Buy Now Pay Later (BNPL) has grown to become a prominent form of financing over the last ten years, especially with BNPL specialists such as Affirm and Klarna gaining popularity. In India, the demand for BNPL has been growing for about 2-3 years, further accelerated by COVID-19. The pandemic-induced economic changes drove people to look for ways to fund their purchases, including essentials. BNPL emerged as more than a convenient payment method; it essentially decreased the financial burden on borrowers by offering no-cost EMIs.
The Pandemic Propelled a New Trend
Consumer demand for e-commerce services increased due to the lockdowns. BNPL helped customers break down large expenses into smaller, interest-free EMIs, rather than having to dig deep into their wallets. BNPL not only eased purchases of daily essentials but even brought aspirational products within reach.

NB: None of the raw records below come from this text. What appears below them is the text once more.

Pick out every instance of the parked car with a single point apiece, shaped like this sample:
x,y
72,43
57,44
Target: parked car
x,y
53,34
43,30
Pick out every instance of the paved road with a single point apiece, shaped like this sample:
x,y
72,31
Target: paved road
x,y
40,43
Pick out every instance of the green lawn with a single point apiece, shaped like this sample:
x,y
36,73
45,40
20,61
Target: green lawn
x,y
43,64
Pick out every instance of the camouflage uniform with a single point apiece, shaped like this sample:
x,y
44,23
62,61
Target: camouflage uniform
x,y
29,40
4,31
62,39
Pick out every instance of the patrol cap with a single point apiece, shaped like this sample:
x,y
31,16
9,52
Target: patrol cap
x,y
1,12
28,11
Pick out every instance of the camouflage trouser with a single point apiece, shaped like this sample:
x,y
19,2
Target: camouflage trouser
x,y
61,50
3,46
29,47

Trends and projections indicate a bright future for the symbiotic relationship between e-commerce and BNPL. Driven by consumer demand, the Indian e-commerce industry is poised to grow to become a $99 billion market by 2024, says Goldman Sachs. At the same time, BNPL will become the fastest growing online payment method, from a 3 per cent share in 2020 to 9 per cent in 2024.
A Popular Trend Among the Youth
India is home to one of the world’s biggest millennial and Gen Z populations. These demographic groups are increasingly contributing to the exponential use of smartphones and choose seamless digital payments.

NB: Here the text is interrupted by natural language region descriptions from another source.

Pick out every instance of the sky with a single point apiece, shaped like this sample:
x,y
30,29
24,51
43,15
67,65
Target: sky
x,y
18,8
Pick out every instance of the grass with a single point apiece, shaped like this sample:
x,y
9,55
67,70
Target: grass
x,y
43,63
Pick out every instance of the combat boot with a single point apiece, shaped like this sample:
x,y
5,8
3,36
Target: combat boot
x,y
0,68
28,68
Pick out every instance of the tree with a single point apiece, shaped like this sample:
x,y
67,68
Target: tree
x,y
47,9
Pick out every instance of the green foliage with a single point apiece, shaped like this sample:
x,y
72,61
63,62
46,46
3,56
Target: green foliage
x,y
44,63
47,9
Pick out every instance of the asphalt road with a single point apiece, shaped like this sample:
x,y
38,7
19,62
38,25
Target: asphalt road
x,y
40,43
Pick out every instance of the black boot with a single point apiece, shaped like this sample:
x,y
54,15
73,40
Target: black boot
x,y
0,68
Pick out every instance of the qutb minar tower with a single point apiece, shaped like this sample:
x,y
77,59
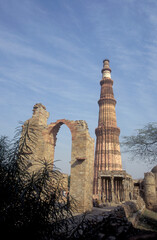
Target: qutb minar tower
x,y
108,173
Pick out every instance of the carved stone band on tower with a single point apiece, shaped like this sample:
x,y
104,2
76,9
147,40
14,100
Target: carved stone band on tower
x,y
108,173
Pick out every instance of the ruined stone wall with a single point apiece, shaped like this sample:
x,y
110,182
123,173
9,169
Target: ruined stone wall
x,y
82,155
150,190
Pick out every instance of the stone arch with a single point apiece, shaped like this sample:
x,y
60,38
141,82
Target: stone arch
x,y
82,154
82,159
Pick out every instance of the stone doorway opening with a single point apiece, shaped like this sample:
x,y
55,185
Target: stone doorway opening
x,y
82,153
62,153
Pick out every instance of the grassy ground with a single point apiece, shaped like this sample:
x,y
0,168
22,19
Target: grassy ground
x,y
148,221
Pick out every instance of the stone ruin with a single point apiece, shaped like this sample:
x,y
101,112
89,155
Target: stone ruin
x,y
82,154
103,180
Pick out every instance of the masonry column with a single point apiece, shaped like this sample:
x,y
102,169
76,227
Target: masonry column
x,y
107,153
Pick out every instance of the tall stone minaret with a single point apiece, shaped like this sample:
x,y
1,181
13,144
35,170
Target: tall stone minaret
x,y
107,153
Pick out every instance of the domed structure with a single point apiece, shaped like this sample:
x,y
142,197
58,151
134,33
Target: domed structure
x,y
154,169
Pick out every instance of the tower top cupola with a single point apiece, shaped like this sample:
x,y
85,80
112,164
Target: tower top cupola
x,y
106,71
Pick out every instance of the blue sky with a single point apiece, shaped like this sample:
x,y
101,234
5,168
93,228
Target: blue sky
x,y
51,52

BNPL is a quickly and easy solution for all these shoppers. The registration approach is basic and can be initiated and completed through checkout on e-commerce web pages. Customers acquire actual-time approval and do not have to deal with cumbersome paperwork. These merits speak straight to young folks, who are digital natives and are accustomed to lightning-fast speeds and comfort at their fingertips.

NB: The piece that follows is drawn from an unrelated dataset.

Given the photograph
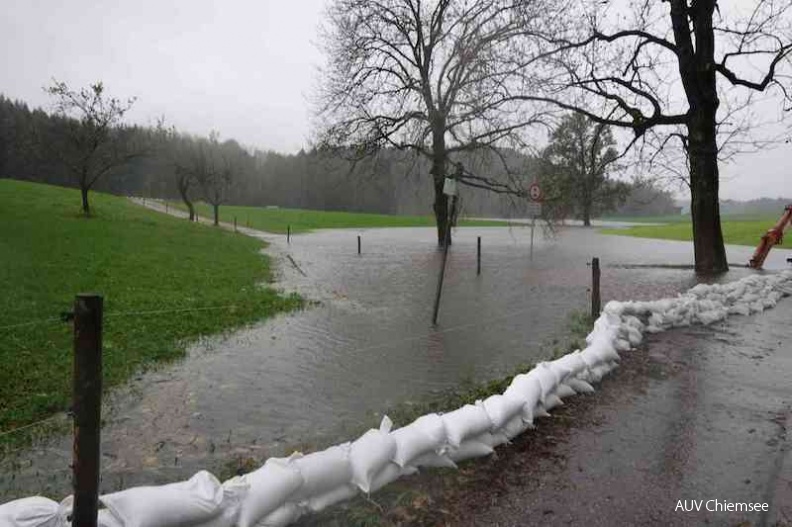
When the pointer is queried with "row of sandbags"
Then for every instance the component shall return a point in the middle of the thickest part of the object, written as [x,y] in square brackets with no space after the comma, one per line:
[284,489]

As becoming card-averse, these folks gravitate towards virtual credit possibilities. Various statistics reflect a reduce allure of credit cards in the US and Europe’s millennial population.
Most importantly, BNPL provides a formal micro-lending item in an informal, user-friendly manner. It is an agile answer that appeals to today’s youth, recognized for their need to have for immediate gratification. Also, with BNPL, the monetary burden that lots of households face through the festive gifting season is lowered. They can make the purchases they need, paying for them by way of effortless, modest, no-price EMIs. No obtain is also modest for BNPL.
An Ongoing Growth Story
BNPL boosts conversion prices and typical order values (AOV) for merchants by lowering shoppers’ obtain hesitation. BNPL is anticipated to continue to rise in reputation as a payment strategy with advantages for all players.
A Q4 2020 BNPL survey predicted that BNPL would develop by 65.5 per cent in India, reaching a worth of $11,570.7 million in 2021. The adoption of this payment mode is anticipated to rise at a 24.2 per cent CAGR from 2021 to 2028, taking the gross merchandise worth of BNPL in India to $52,827.2 million by 2028, from $6,990.5 million in 2020.
The Path to Financial Inclusion
Due to low credit card penetration in India, supplemented by traditionally strict eligibility criteria to avail formal finance, there exists a sizable below-served population with small or no credit histories. This predicament perpetuates a cycle wherein men and women searching for formal credit are turned down due to unavailable or inadequate credit scores. With BNPL relying on option information sources for underwriting, new-to-credit consumers are integrated into the country’s formal monetary ecosystem.
The move to digital options is anticipated to rise by way of this decade. And, with the accelerating penetration of smartphones and world-wide-web connectivity across India, the attain of BNPL payment providers is only probably to develop.